How HPA works in Kubernetes?

Horizontal Pod Autoscaler (HPA) automatically scales pods in Kubernetes based on observed CPU/memory utilization. This post demystifies how HPA calculates resource usage, determines scaling actions, and implements stabilization windows.

Understanding Horizontal Pod Autoscaler Configuration in Kubernetes

For those using Kubernetes, setting up Horizontal Pod Autoscaler (HPA) is a common way to address resource overconsumption during high loads.

HPA Configuration Basics

While most Kubernetes users know how to configure HPA for an application, some confusion still exists around how HPA calculates resource usage and determines scaling actions. The Kubernetes docs provide detailed information, but it's spread across multiple documents. To simplify things, I'll summarize my key learnings on HPA configuration in one place.

Scaling Based on Resource RequestsF

The current HPA settings for targetCPUUtilization and targetMemoryUtilization are based on requests.cpu and requests.memory. You can find an example configuration here.

There have been discussions about basing the HPA algorithm on limits instead of requests, but the best approach is still debated due to tradeoffs.

Is the Target Percentage Capped at 100?

In standard terminology, a percentage target is usually less than or equal to 100%. However, for HPA, this is not required. I was initially confused on this, but after researching various discussions and decisions, it makes sense.

HPA currently uses resources.requests as the baseline for calculating and comparing utilization. So a target over 100% is valid as long as it's below resources.limits.

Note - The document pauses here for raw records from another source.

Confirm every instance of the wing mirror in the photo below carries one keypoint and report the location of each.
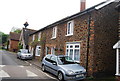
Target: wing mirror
(54, 63)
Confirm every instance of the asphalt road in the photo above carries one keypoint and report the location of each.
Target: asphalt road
(13, 69)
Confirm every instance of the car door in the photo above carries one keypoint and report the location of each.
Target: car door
(18, 54)
(47, 63)
(53, 65)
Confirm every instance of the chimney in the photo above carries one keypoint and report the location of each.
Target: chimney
(82, 5)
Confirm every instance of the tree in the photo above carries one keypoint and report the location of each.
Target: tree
(17, 30)
(3, 38)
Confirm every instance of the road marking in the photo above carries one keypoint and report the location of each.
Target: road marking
(3, 74)
(46, 74)
(2, 66)
(31, 74)
(21, 66)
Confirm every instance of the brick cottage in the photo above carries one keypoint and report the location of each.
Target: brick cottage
(87, 37)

For example, say a pod has resources.requests.cpu=200m and resources.limits.cpu=4. If HPA is configured with targetCPUUtilization=300%, then when the average consumption across pods reaches 300% of 200m (600m), new pods will scale up.

How Many Pods Will Scale?

Kubernetes uses a simple formula to calculate desired pod count for scaling up or down:

desiredReplicas = ceil[currentReplicas * (currentMetricValue / desiredMetricValue)]

Stabilization Window

A key HPA goal is avoiding constant fluctuation in pod count due to traffic changes. To achieve this, a default 5 minute stabilization window is used.

HPA monitors load, and will wait 5 minutes before scaling down if utilization drops below the target. However, if load increases above the target within the window, it will wait another 5 minutes before scaling down.